Lameece Bdeiri, 17, delivers copies of The Blade to students during school Thursday, at Southview High School in Sylvania.
Read all about it: The Blade is hand delivered daily to students at Southview High School students.
But what makes this new program unique is that it is not part of a special teaching tool, or a class requirement. Rather, students are reading the news for pleasure and leisure, voluntarily seeking out a broadsheet during downtime.
Each day The Blade Routers, as Media Specialist Pete Hildebrandt calls them, personally deliver about 70 newspapers to students for reading during study hall or any other downtime period.
The paper has been a staple in the Sylvania school system for decades. As part of the Newspaper in Education Program at The Blade, more than 3,000 newspapers are distributed throughout the Sylvania school district and staff daily, and used as teaching tools.
However, about a month ago Mr. Hildebrandt decided to build on the literacy and media curriculum.
“I was walking through study hall and the common areas and noticed periodically that students had downtime and noticed extra newspapers (that are recycled) were around. I thought why not see if they want something to read,” he said.
In the beginning about 50 students signed up for delivery. He said their circulation increased by 20, and is growing. Moreover, those that don’t sign up for the service are often seen grabbing a section from a news consumer, who will often share news sections.

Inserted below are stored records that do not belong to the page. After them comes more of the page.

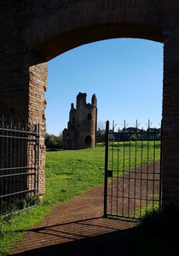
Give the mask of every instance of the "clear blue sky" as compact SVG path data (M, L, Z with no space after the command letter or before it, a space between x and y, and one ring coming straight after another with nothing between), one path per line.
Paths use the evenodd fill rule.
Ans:
M136 119L159 127L162 113L163 44L141 39L110 39L69 50L48 62L45 93L47 132L67 127L71 103L78 92L97 97L98 122L122 128Z

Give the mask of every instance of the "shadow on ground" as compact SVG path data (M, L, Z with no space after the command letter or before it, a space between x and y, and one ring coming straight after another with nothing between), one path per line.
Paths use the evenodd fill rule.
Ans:
M32 248L14 255L130 256L132 229L124 227L126 222L98 218L32 229L26 241ZM38 241L33 241L37 233Z

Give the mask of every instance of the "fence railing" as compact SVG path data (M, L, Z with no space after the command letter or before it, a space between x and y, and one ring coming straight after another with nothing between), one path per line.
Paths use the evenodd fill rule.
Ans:
M0 214L36 203L38 161L39 125L0 119Z
M161 129L106 128L104 216L141 218L161 207Z

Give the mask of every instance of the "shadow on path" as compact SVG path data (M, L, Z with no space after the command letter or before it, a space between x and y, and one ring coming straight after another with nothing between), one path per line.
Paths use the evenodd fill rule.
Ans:
M32 229L26 231L23 247L20 245L21 253L14 255L130 256L134 225L127 221L94 218Z

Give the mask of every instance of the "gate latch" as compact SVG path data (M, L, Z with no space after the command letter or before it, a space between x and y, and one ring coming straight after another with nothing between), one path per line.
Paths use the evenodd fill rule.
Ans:
M107 177L113 177L113 171L107 170Z

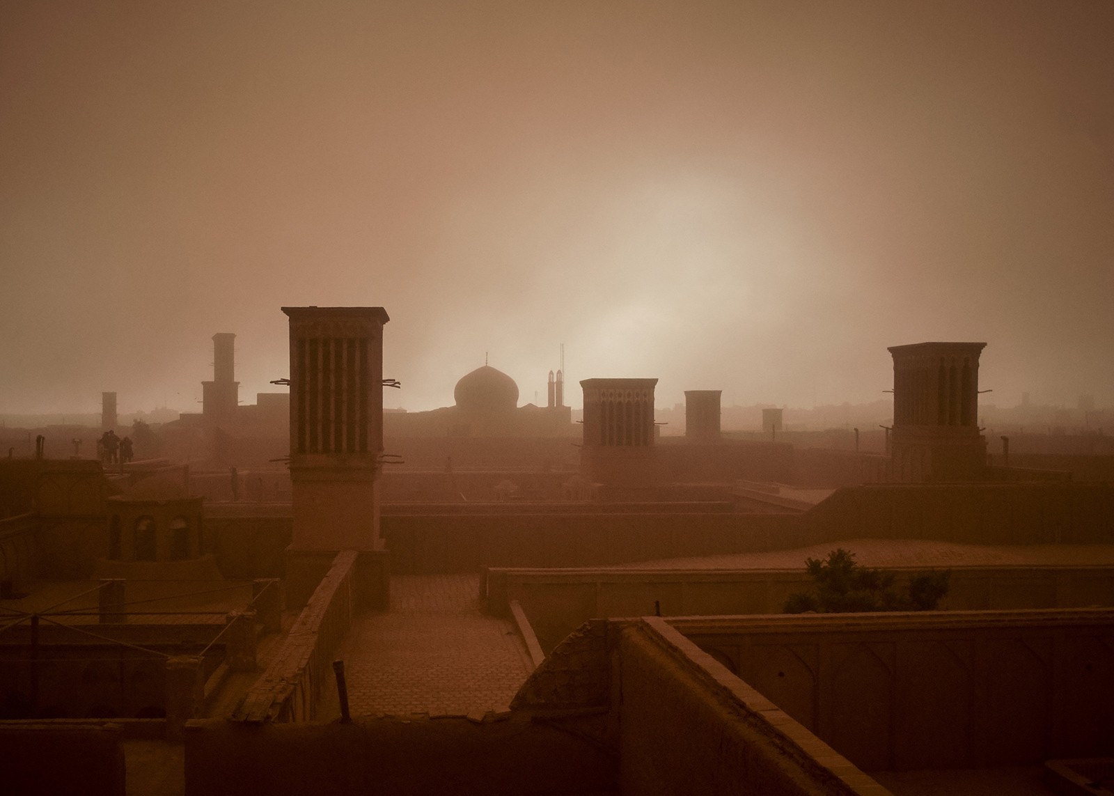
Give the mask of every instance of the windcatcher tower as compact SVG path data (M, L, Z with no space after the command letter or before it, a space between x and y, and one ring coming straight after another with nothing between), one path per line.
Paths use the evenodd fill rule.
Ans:
M978 429L978 360L985 342L895 346L890 478L977 480L986 468Z
M100 430L108 431L116 428L116 394L100 394Z
M685 437L691 443L720 441L723 390L685 390Z
M657 379L585 379L580 472L616 499L661 483L654 449Z
M290 596L341 550L381 551L382 307L284 307L290 318Z
M202 381L202 414L208 423L233 420L240 405L240 382L236 381L236 336L217 332L213 336L213 380Z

“It’s all about literacy. I advertised the program on the morning announcements letting students know they can get their personal copy of the newspaper hand delivered,” he said.

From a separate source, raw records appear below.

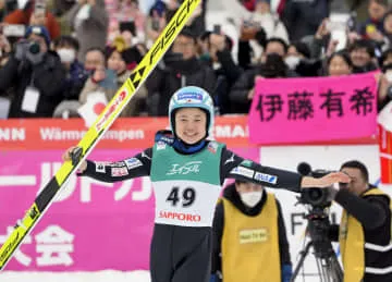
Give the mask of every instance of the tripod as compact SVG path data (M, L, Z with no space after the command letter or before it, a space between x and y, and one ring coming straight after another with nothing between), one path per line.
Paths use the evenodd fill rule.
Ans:
M308 255L310 247L314 249L320 281L342 282L343 270L333 252L331 241L328 238L328 216L314 210L311 213L306 216L306 218L308 219L307 230L310 234L311 241L307 243L305 248L299 253L299 261L294 269L291 282L295 281L301 268L303 268L305 258Z

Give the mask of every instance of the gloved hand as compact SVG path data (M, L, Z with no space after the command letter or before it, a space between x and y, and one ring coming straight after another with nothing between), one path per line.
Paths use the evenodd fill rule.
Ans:
M282 266L282 282L290 282L291 277L293 275L293 267L291 265Z
M217 274L211 274L210 282L219 282L219 277Z

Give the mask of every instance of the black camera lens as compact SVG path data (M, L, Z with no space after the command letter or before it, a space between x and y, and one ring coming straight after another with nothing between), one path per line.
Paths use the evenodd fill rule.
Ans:
M29 47L28 47L28 51L33 54L39 53L40 48L39 48L39 44L33 41L30 42Z

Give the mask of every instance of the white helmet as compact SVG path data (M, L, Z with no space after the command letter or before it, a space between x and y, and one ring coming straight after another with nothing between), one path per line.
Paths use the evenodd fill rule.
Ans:
M205 110L207 113L207 134L210 135L213 126L213 101L205 89L197 86L185 86L173 94L169 103L169 121L170 128L174 135L174 113L181 108L199 108Z

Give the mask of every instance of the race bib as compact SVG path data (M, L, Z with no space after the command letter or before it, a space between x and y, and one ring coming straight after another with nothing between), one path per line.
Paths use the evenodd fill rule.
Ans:
M197 181L152 183L156 223L180 226L211 226L221 186Z

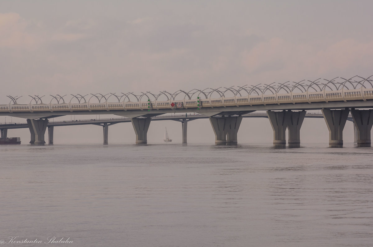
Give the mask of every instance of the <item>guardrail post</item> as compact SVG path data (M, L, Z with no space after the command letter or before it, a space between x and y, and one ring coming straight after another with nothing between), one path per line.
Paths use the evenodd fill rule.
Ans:
M35 145L44 145L45 144L44 135L48 123L47 119L27 119L27 124L31 134L31 144Z
M373 125L373 110L351 109L358 147L370 147L370 130Z
M102 128L104 131L104 144L107 145L109 139L109 125L107 123L102 125Z
M147 143L147 134L151 119L150 118L131 119L132 126L136 134L136 144L146 144Z
M286 145L286 129L291 114L285 110L267 111L268 119L273 130L273 145L276 147L285 147Z
M288 112L290 113L288 125L289 147L299 147L301 143L301 127L305 116L305 111L292 112L289 110Z
M348 117L350 109L323 109L321 111L329 129L329 147L342 147L343 129Z

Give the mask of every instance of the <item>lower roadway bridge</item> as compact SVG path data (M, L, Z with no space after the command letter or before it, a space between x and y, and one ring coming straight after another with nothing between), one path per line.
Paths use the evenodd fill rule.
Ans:
M118 123L131 122L136 134L136 144L146 144L147 134L151 121L173 120L181 122L182 143L187 142L188 122L196 119L209 118L215 134L215 144L217 145L235 144L237 143L237 135L238 128L243 118L269 118L273 131L273 144L275 146L282 147L286 144L285 131L288 130L288 143L290 147L300 146L300 132L303 120L305 118L325 118L329 128L329 145L332 147L341 147L343 145L342 132L346 121L354 122L355 142L360 146L370 146L370 129L372 120L364 126L365 132L362 135L363 139L359 137L358 125L354 121L354 115L349 115L349 110L338 110L333 112L329 110L327 114L323 111L323 114L306 113L305 111L294 112L268 111L266 112L253 112L242 115L226 116L209 117L197 113L161 115L150 118L131 118L122 117L101 119L92 119L71 121L50 121L48 119L27 119L27 123L0 124L1 138L7 137L7 130L9 129L28 128L31 134L30 143L37 145L45 143L44 135L47 128L48 129L49 144L53 142L53 128L55 126L84 125L93 124L103 126L103 143L108 143L108 133L110 125ZM353 112L353 110L351 112ZM359 111L361 111L360 110ZM373 110L365 110L371 114ZM344 114L338 114L343 113ZM356 113L355 115L356 115ZM329 113L329 115L327 113ZM330 118L328 122L328 119ZM338 119L337 119L338 118ZM361 119L361 118L360 118ZM373 118L370 118L372 119ZM362 121L363 120L362 119ZM367 119L369 122L370 119ZM338 123L336 124L335 123ZM370 126L370 127L369 127ZM360 126L361 127L361 126ZM368 129L369 128L369 129ZM364 131L364 129L363 129ZM360 135L361 134L360 133ZM369 136L369 137L368 137ZM367 137L369 137L369 138ZM337 139L336 141L334 139ZM364 140L364 141L362 141Z

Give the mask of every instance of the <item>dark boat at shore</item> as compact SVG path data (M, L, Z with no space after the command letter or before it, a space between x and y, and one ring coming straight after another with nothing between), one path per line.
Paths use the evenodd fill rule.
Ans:
M8 144L21 144L21 138L20 137L6 138L5 139L0 138L0 145L7 145Z

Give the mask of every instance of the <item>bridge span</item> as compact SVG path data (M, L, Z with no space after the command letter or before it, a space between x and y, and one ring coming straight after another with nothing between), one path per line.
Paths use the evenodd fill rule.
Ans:
M66 115L113 114L131 121L136 133L136 143L141 144L147 142L151 121L160 119L160 115L167 113L187 114L185 120L176 120L182 122L186 142L186 123L194 119L188 118L187 114L197 112L210 119L216 144L231 144L237 143L237 132L243 116L265 110L273 129L274 145L282 146L286 144L285 134L288 129L288 143L290 146L297 147L300 143L300 131L306 111L320 109L329 130L330 146L342 147L343 129L351 112L358 145L370 147L373 125L371 77L319 78L188 92L180 90L173 94L163 91L157 94L150 92L139 95L133 93L72 94L68 102L65 101L66 96L57 94L51 95L51 99L46 103L43 102L44 96L29 96L31 101L22 104L17 102L21 97L8 96L9 103L0 105L0 116L26 119L31 134L30 143L43 145L47 128L53 132L49 119ZM115 123L93 124L103 126L105 137L107 127ZM3 133L7 128L1 128Z

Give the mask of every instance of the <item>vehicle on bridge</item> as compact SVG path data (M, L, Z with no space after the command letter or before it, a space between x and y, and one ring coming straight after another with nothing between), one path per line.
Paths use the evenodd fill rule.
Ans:
M326 80L326 82L322 82L319 78L313 81L308 81L310 82L308 84L303 80L298 82L287 82L277 84L274 82L255 86L231 87L223 90L220 88L203 90L193 89L188 92L179 90L173 94L163 91L158 95L149 92L140 95L132 93L119 95L91 94L90 96L72 94L73 97L69 103L65 102L63 99L66 96L61 96L57 94L51 96L53 98L48 104L44 104L42 101L41 98L44 96L30 96L32 99L29 103L21 104L17 102L21 97L8 96L10 102L8 104L0 105L0 112L109 112L134 110L150 111L152 109L198 109L203 107L241 106L366 101L373 99L373 80L369 79L370 77L366 79L356 76L348 79L337 77L332 80ZM179 96L181 96L181 99ZM161 100L162 97L165 100ZM110 102L112 99L116 99L116 102Z

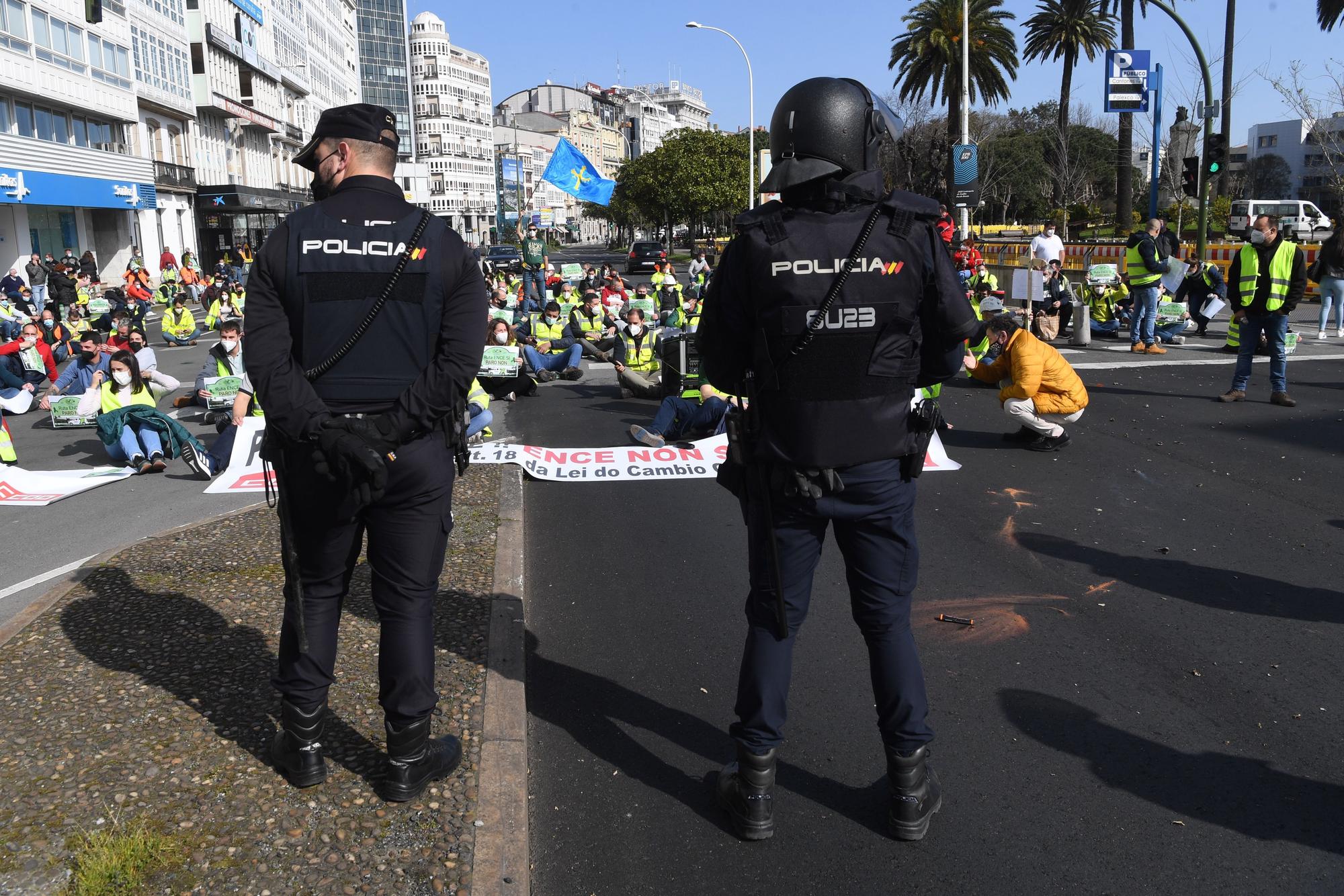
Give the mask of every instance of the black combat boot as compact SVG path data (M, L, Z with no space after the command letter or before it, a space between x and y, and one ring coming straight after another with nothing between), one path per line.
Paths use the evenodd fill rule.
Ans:
M774 754L754 754L738 744L738 760L719 772L719 805L728 813L732 832L742 840L774 836Z
M909 755L887 747L887 833L896 840L923 840L933 814L942 809L942 786L929 764L929 747Z
M327 701L312 712L304 712L281 697L280 731L270 743L270 760L296 787L312 787L327 780L321 744L325 725Z
M431 780L448 778L462 762L462 744L457 737L429 736L431 716L398 729L387 728L387 772L383 776L383 799L403 803L415 799Z

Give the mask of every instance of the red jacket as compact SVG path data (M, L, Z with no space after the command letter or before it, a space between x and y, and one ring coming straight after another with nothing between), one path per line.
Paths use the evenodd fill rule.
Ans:
M19 349L23 348L23 340L16 339L12 343L5 343L0 345L0 355L16 355ZM47 367L47 379L52 383L56 382L56 359L51 356L51 347L38 337L38 343L34 347L38 349L38 355L42 356L42 363Z

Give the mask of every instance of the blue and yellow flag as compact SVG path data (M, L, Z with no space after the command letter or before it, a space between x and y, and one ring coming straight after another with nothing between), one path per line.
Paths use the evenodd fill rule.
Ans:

Nine students are part of the circulation team, each responsible for handing out the newspaper each period. Nikila Luke, 15, coordinates the distribution for seventh period. One class on her route is Spanish study hall.
She enjoys her job, and giving people something to read during the study hall period, she said. A news reader herself, she looks forward to the Peach section of the paper. She also follows the ourtownsylvania.com site.

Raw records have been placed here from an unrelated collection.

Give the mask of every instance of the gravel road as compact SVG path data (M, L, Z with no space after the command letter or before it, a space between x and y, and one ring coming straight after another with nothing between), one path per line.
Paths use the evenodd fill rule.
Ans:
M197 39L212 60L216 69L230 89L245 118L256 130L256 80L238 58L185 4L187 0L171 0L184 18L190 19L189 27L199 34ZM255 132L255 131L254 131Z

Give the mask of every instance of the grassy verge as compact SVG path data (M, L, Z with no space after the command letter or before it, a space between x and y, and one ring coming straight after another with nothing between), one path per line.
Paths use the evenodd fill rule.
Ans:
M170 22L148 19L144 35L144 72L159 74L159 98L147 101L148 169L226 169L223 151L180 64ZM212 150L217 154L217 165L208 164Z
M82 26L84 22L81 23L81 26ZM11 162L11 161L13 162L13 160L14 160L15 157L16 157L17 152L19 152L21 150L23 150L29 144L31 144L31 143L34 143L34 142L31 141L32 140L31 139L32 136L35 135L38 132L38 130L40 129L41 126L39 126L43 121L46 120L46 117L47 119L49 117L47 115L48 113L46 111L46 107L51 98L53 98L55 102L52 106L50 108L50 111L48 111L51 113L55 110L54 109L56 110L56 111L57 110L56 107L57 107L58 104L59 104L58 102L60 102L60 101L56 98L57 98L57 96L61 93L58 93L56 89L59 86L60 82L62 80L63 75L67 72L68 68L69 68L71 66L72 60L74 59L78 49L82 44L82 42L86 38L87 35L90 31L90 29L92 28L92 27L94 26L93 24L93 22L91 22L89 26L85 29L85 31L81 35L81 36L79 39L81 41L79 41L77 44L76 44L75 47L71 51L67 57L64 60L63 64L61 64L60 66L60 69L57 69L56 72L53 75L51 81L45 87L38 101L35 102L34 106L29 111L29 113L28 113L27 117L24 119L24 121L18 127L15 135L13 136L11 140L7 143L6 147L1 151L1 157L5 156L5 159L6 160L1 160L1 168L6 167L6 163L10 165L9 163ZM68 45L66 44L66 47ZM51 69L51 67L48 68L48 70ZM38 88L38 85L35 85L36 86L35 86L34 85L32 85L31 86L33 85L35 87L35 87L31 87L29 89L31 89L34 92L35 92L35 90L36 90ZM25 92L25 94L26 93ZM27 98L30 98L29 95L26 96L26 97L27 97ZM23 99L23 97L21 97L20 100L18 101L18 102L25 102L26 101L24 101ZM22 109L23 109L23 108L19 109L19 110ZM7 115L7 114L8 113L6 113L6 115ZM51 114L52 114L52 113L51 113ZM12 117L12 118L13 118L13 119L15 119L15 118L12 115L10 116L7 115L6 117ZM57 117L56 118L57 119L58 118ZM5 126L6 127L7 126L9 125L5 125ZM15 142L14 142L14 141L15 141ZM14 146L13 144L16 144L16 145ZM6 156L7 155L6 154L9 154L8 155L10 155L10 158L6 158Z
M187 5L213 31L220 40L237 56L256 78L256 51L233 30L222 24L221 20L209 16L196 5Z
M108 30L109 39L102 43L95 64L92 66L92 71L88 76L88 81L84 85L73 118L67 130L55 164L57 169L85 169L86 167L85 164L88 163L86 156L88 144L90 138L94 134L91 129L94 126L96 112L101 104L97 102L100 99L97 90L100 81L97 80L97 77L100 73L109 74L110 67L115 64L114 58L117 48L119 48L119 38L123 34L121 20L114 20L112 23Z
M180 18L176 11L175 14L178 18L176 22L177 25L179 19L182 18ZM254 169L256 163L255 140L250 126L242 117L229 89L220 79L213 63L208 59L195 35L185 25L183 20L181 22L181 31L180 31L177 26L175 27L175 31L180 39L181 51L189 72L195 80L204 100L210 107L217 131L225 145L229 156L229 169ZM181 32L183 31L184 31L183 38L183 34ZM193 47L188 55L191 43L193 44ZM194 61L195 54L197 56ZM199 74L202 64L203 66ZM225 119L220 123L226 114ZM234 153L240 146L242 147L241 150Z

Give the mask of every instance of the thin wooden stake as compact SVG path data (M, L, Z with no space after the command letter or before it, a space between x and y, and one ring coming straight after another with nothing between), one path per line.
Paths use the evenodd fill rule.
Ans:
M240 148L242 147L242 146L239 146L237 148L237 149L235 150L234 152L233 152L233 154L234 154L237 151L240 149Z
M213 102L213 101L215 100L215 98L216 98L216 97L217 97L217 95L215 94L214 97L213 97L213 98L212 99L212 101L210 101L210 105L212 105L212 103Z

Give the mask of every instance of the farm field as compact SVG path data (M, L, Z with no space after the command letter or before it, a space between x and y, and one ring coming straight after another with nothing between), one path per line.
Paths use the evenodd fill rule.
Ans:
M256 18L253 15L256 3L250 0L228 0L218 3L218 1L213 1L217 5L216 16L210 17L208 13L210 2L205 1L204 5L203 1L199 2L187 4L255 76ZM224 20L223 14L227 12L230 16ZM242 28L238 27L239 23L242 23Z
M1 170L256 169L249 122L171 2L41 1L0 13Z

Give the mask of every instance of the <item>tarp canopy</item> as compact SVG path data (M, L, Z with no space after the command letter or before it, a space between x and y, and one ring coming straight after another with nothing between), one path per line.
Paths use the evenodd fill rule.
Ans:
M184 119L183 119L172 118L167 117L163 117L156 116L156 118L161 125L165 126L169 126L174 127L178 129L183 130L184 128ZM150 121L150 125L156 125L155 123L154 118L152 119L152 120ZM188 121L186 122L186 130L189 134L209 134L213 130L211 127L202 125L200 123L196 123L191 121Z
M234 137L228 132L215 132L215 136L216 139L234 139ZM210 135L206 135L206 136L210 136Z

Ninth graders Nick Forche, 14, Nolen Folsom, 15, and Vincent Lucarelli, 15, are traditional news readers, preferring to hold the crisp paper in their hands.
“I like to touch the paper. It’s classic,” Vincent said. He gleans national news from the pages of The Blade, while Nick likes to see what’s happening in the world. For Nolen, reading helps him stay alert during the study hall period.
But for whatever reasons the students choose to read the newspaper, the point is they choose to read the newspaper.
Mr. Hildebrandt and his team customize delivery. Fridays are the heaviest news day, with Monday second.
“Some kids want it once a week. While some would like to read it Tuesday and Thursday,” he said.
Teachers have applauded the program, and students seeing other students read the paper is helping the concept catch on, he said.
“When I walk into the Media Center in the morning, I see kids in here reading the paper before the school day begins,” said counselor Jodi Hess.
Along with encouraging reading skills, and learning about local, national, and world events, the distribution of the paper is also a learning experience.
By managing the circulation list and ensuring customers receive their paper on time, The Blade Routers are learning coordinating and interpersonal skills, Mr. Hildebrandt said.